USPSTF Proposes Screening for Cervical Cancer with Pap Test or HPV Test, not Both
The U.S. Preventive Services Task Force (USPSTF) recently released updated draft recommendations on screening women for cervical cancer, a condition that is diagnosed in about 13,000 women and kills about 4,000 women every year in the U.S. The screening guidelines were last updated in 2012.
Under the new draft guidelines, the Task Force proposes a change in the way women ages 30 to 65 are screened. The Task Force recommends either screening with the Pap test alone every three years or screening for high-risk human papilloma virus (hrHPV)alone every five years. HPV is the virus that causes almost all cervical cancers. Previous recommendations included screening with both a Pap test and HPV testing (co-testing) every 5 years for women in this age group.
Maurine G Phipps, M.D., M.P.H., a member of the Task Force and chair of the department of obstetrics and gynecology at Women and Infants Hospital in Providence, Rhode Island, says the committee looked at the evidence on the effectiveness of different screening tests and intervals based on age and found that after age 30, the Pap test and HPV tests are both effective for cervical cancer screening. "Women ages 30 to 65, therefore, have a choice between the Pap test every three years or HPV test every five years," said Dr. Phipps.
The USPSTF guidelines have not changed for women in other age groups. Women ages 21 to 29 should be screened every three years with the Pap test. The Task Force recommends against screening women younger than 21, women older than age 65 years who have been adequately screened previously, and women at any age who have had a hysterectomy to remove their cervix.
The recommendations apply to women, regardless of sexual history, who have a cervix and have no signs or symptoms of cervical cancer. They do not apply to women who are already at high risk for cervical cancer, including those who have been diagnosed with a precancerous cervical lesion or have a weakened immune system (such as women who are HIV-positive.)
Women should be screened for cervical cancer even if they have received the full course of the HPV vaccine, which is protective against several strains of HPV. According to the Task Force report, "The overall effect of HPV vaccination on [preventing] high-grade precancerous cervical lesions and cervical cancer is not yet known. Current trials have not yet provided data on long-term efficacy; therefore, the possibility that vaccination might reduce the need for screening with cytology or hrHPV testing is not established. Given these uncertainties, women who have been vaccinated should continue to be screened as recommended until further evidence accrues."
The most recent guidelines on cervical cancer screening from other health organizations, such as the American Cancer Society, the American Academy of Family Physicians and the American College of Obstetricians and Gynecologists (ACOG), include recommendations for co-testing.
Though these organizations have yet to update their guidelines, changes may be coming. In 2016, ACOG released a statement that the use of Pap tests alone and co-testing are still specifically recommended, but screening with an initial HPV test in women age 25 years or older can be considered as an alternative.

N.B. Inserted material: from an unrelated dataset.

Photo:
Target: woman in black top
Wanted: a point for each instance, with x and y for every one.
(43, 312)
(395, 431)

In 2015, an expert panel issued interim (temporary) guidelines saying that HPV testing may be offered to women aged 25 and older without a Pap test. (Read Experts Offer Advice on hrHPV Testing as a Primary Screen for Cervical Cancer.)

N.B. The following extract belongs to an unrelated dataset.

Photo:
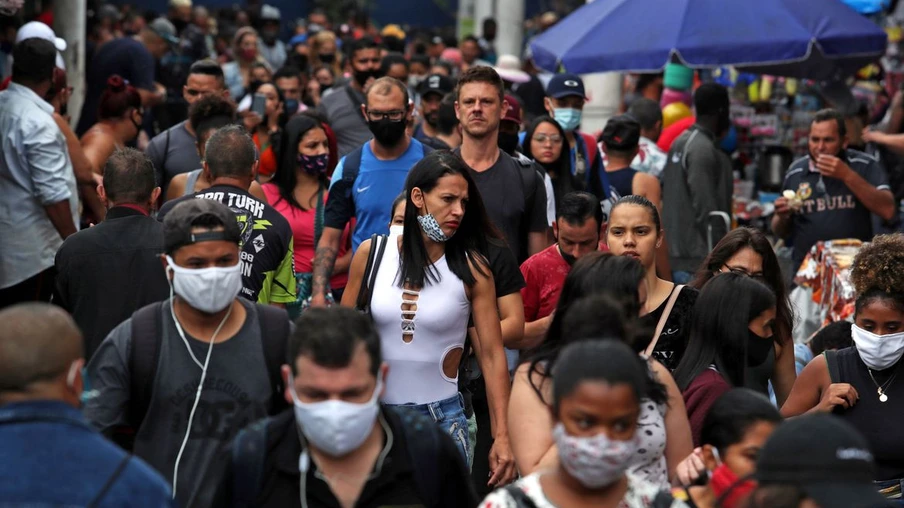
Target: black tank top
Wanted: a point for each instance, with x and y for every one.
(879, 422)
(622, 182)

Women are advised to talk to their healthcare practitioners to make an informed decision about the tests and timing for cervical cancer screening and are strongly encouraged to get tested. Screening with HPV tests and/or Pap tests has been shown to reduce the incidence of cervical cancer as well as deaths. Over the last 40 years, deaths due to cervical cancer has declined more than 50%, primarily due to many women getting regular screenings.
"Cervical cancer is highly curable when found and treated early," said Carol Mangione, M.D., M.S.P.H., a member of the Task Force and a professor of public health at the UCLA Fielding School of Public Health. "Most cases of cervical cancer occur in women who have not been regularly screened or treated," said Mangione. "Therefore, making sure all women are adequately screened and treated is critical to reducing deaths from cervical cancer."
The USPSTF has ended the comment period for the draft guidelines and, after reviewing the comments, is expected to make the new guidelines final during 2018.